September 17, 2023

Poori Recipe(How to make Puri)

Poori is a traditional Indian fried bread that is delicious to enjoy with Indian curries. Most households make these poori on weekends or festivals. Poori is a popular Indian breakfast very much popular all over India. It is served with delicious Curry, Chole or Halwa. Me and my kids like this poori for breakfast with a hot cup of tea.

Table of Contents

1. About the recipe

2. Ingredients

3. Step by Step method

4. Tips

1. About the recipe

Poori is a popular Indian deep-fried bread. It is one of the popular choices in Indian households for breakfast. It can be served with a choice of gravy curries. You can make poori by using a variety of flour like wheat flour, flour, rice flour, besan(gram flour), etc. Here, I share my poori recipe with step-by-step photos and tips, and you will love making it to enjoy with your favourite curry.

Let’s Start Cooking!

Serving Suggestion: 3

Preparation Time: 10 minutes 

Cooking Time: 2 minutes 

2. Ingredients

  • 2 cup wheat flour
  • 1 teaspoon ghee or refined oil
  • ½ teaspoon salt
  • Water as required
  • Oil for deep frying 

3 . Step by Step method

       Kneading the dough 

  • Take whole wheat flour, salt and one teaspoon of oil in a large bowl. Mix it well.
  • Add a little water at a time and start kneading the dough.
  • If the dough is too sticky, sprinkle some flour and knead them well for at least 5 minutes, and if the dough is too dry, add water a little and knead to make a soft dough. The amount of water will depend on the quality of the flour. Do not add much water at once; otherwise, the dough will become sticky.
  • The dough should be smooth and a little soft(not like roti); place them in the same bowl, cover it with a damp cloth and allow it to rest for 5 minutes.
  • After resting time, again knead the dough to make it smooth.
  • Then, cut the dough into 6 to 8 equal parts.

  • After that, place a dough ball over the rolling surface that is dusted with flour. Using a rolling pin, roll the dough out into a circle. Roll each disc into a 4 to 5-inch diameter circle.

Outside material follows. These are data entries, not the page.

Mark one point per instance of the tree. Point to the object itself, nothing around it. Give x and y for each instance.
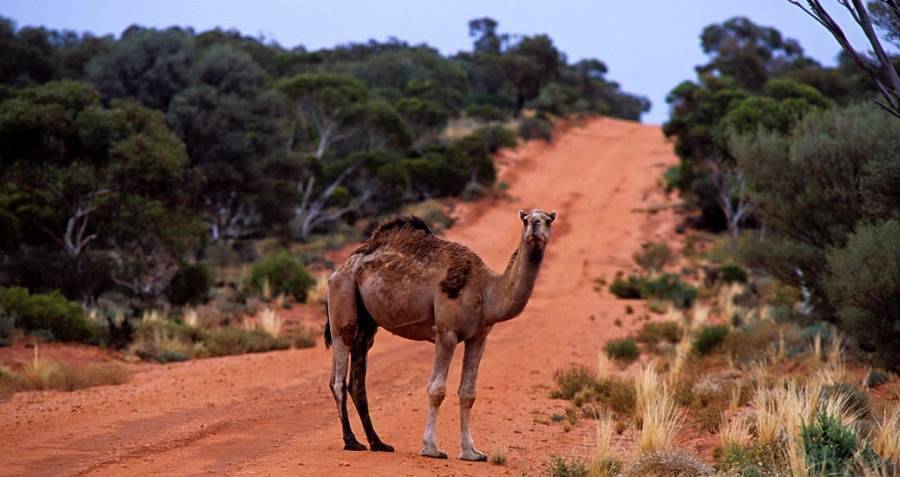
(747, 52)
(151, 66)
(881, 68)
(327, 104)
(810, 189)
(80, 176)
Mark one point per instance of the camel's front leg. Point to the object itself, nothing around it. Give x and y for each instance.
(444, 345)
(471, 360)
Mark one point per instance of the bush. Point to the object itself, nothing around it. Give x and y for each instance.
(624, 349)
(831, 447)
(536, 128)
(570, 381)
(669, 286)
(497, 137)
(626, 288)
(562, 467)
(709, 338)
(864, 286)
(190, 285)
(654, 332)
(653, 256)
(48, 313)
(285, 275)
(732, 273)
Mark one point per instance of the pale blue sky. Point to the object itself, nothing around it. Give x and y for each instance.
(649, 45)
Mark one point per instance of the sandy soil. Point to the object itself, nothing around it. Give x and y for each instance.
(271, 414)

  • Roll a few pooris and keep them on a plate.

           Frying 

  • Heat oil in a deep pan or kadhai for deep frying.
  • When the oil is hot, slide one poori into the oil. Fry it with gentle pressing using the back of the slotted spatula. And it will puff up right away.

  • Fry another side until lightly golden; don’t fry for a long time; otherwise, it gets crispy, not soft.

  • Remove it and place on the plate.

  • Serve hot with your favourite curry, Chole or Halwa.

4. Tips 

  • The dough should be smooth and tight because soft dough will not hold the shape of the poori while frying.
  • It is very important to know the right temperature of the oil. If the oil is too hot, the poori will burn; however, if the oil is cold, they will become soggy during the frying.
  • The poori should puff while frying. If not, either the dough is not been kneaded well, the poori has not been rolled out evenly, or the oil is not hot enough.